Sehingga secara etimologi filsafat berarti cinta (love) kebijaksanaan (love of
wisdom), (Surajiyo, 2007).
2. Filsafat
secara Terminologi
Secara
terminologi adalah arti yang dikandung oleh filsafat (Surajiyo, 2007). Beberapa
filsuf mengartikan filsafat seperti berikut ini:
a. Plato
berpendapat bahwa filsafat adalah pengetahuan yang mencoba untuk mencapai
pengetahuan tentang kebenaran yang asli
b. Aristoteles,
menurut aristoteles filsafat adalah ilmu (pengetahuan) yang meliputi kebenaran
yang di dalamnya terkandung ilmu-ilmu metafisika, logika, retorika, etika,
ekonomi, politik dan estetika (filsafat keindahan).
c. Al
Farabi, filsuf Arab ini mengatakan bahwa filsafat adalah ilmu (pengetahuan)

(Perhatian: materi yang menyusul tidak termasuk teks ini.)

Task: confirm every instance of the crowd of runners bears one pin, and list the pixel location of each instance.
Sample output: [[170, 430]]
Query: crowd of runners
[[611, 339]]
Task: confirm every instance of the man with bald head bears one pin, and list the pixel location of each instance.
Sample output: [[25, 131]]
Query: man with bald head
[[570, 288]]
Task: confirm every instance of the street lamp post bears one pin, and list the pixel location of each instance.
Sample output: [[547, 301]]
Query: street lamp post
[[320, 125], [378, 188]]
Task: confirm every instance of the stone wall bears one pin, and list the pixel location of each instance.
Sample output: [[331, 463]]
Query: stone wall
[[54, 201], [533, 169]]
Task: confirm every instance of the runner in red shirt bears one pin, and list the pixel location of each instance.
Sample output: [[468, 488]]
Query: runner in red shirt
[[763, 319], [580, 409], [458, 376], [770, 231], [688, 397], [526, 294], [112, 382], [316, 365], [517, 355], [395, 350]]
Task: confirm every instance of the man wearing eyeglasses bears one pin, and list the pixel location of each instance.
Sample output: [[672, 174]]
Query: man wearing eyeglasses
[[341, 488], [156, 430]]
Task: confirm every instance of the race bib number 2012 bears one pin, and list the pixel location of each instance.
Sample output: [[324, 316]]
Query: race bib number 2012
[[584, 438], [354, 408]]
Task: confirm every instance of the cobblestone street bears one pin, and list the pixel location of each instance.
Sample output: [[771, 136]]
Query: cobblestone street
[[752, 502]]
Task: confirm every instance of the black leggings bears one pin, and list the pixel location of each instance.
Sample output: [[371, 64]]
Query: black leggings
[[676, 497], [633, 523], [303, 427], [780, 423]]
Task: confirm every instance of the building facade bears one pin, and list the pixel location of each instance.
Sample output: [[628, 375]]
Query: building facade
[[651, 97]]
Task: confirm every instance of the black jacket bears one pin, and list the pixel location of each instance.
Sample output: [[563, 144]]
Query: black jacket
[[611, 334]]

tentang hakikat bagaimana alam maujud
yang sebenarnya
d. Rene
Descartes, menurut Descartes filsafat adalah kumpulan semua pengetahuan di mana
Tuhan, alam dan manusia menjadi pokok penyelidikan.
e. Immanuel
Kant, menurut Kant filsafat adalah ilmu (pengetahuan) yang menjadi pangkal dari
semua pengetahuan yang di dalamnya tercakup masalah epistemologi (filsafat
pengetahuan) yang menjawab persoalan apa yang dapat kita ketahui.
f. Langeveld
berpendapat bahwa filsafat adalah berpikir tentang masalah-masalah yang akhir
dan yang menentukan, yaitu masalah-masalah mengenai makna keadaan Tuhan,
keabadian, dan kebebasan.
B.
Filsafat
Konstruktivisme
Konstruktivisme adalah salah satu filsafat
pengetahuan yang menekankan bahwa pengetahuan kita adalah konstruksi (bentukan)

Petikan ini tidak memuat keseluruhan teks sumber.